İkinci kaynak ise devletin, sarayın tarihçilerinin resmî ideolojik çizgisidir. Çelebi Mehmet, İbni Arabşah, Aşıkpaşazade ve II. Beyazıt’ın Heşt Behişt’i yazdırdığı İdris-i Bitlisi, Nesri, Oruç Bey gibi vakanüvisler ya da tezkireciler, tarih yazıcılarıdır[5]. Bunlar Şeyh Bedreddin’i devlete başkaldırdığı gibi miri rejimi[6] ortadan kaldırıp toprakları baldırı çıplaklara dağıttığı için suçlarlar, hatta köylülerin kendi bölgelerini ortak bir şekilde yönetimini sağladığı için devlet nezdinde zinhar suçludur, derler.[7] Allah’ın yeryüzündeki temsilcisi padişaha isyan etmenin Allah’a isyan etmek olduğunu iddia ederler. Bedreddin’i, Hıristiyan ve Yahudileri şeriata göre davranıp, kâfir sayıp, aşağılamak yerine, onlara saygı duyduğu, eşit insan saydığı için zındık ilan ederler.

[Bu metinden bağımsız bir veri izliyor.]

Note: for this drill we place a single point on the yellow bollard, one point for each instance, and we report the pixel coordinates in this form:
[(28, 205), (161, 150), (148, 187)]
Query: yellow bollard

Üçüncü arayış ise bilimsel olanıdır. Gerçeğin balçıkla sıvanamayacağını gösterenlerdir. Cenevizli Dukas’ın Börklüce Mustafa’yı anlattığı gibi. Ki Nazım bu anlatıdan etkilenerek Bursa Hapishanede Şeyh Bedreddin Destanını yazmıştır.

Kim ne derse desin Bedreddin İsyanı, insanlığın isyan, kıyam ve devrim tarihindeki yerini çoktan almıştır. Onun üstünü örtmeye kimsenin gücü yetmemiştir. Durduğu yerde parlamaya devam ediyor. Artık güneşin balçıkla sıvanamayacağı bir çağdayız çünkü.

               7.ETKİLENDİĞİ KAYNAK(LAR)

Bedreddin’in en çok etkilendiği üç şahsiyet, 1) Hallacı Mansur geleneğinin temsilcisi Hüseyin Ahlati, 2) İslam tasavvufçusu İbn-i Arabi, İbn-i Haldun ve 3) Hurufiliğin kurucusu Fazlullah’dır. Bunların harmanında bir çeşit tasavvuf geliştirir. Hüseyin Ahlati Şeyhidir. Şeyhi Ekber (Büyük Şeyh) Muhittin Arabiye bağlı olduğu bilinmektedir. Sık sık Arabi’nın ünlü eseri Füsusü’l Hikem’den söz etmesi, Şeyh-i Ekberi saygıyla anması tasavvufa aşina olduğunu kanıtlar.

Şafii eğilimli bir hukuk adamı olarak Bedreddin, hukuk bakımından ise Fıkh-ı Ekber (Büyük Hukukçu) Ebu Hanife’ye bağlıdır. O her zaman tarafsız yargının gerçek savunucusu olmuştur. Hukuksal sonuç aleyhine de olsa, yargının adalete uymasını ister. Yargıcın bağımsızlığı adaletin tecellisi için çok önemlidir.

Bedreddin yargıcın kimsenin etkisinde kalmadan yargıda bulunmasını önerir. Nitekim, Musa Çelebi’nin yenilgisinden ve ortadan kaldırılmasından sonra siyasal iktidara yönelik bir halk hareketine yönelmesi yeni ve adil bir devlet özleminden de doğmuş olabilir ((Timuroğlu, 2016;142-48).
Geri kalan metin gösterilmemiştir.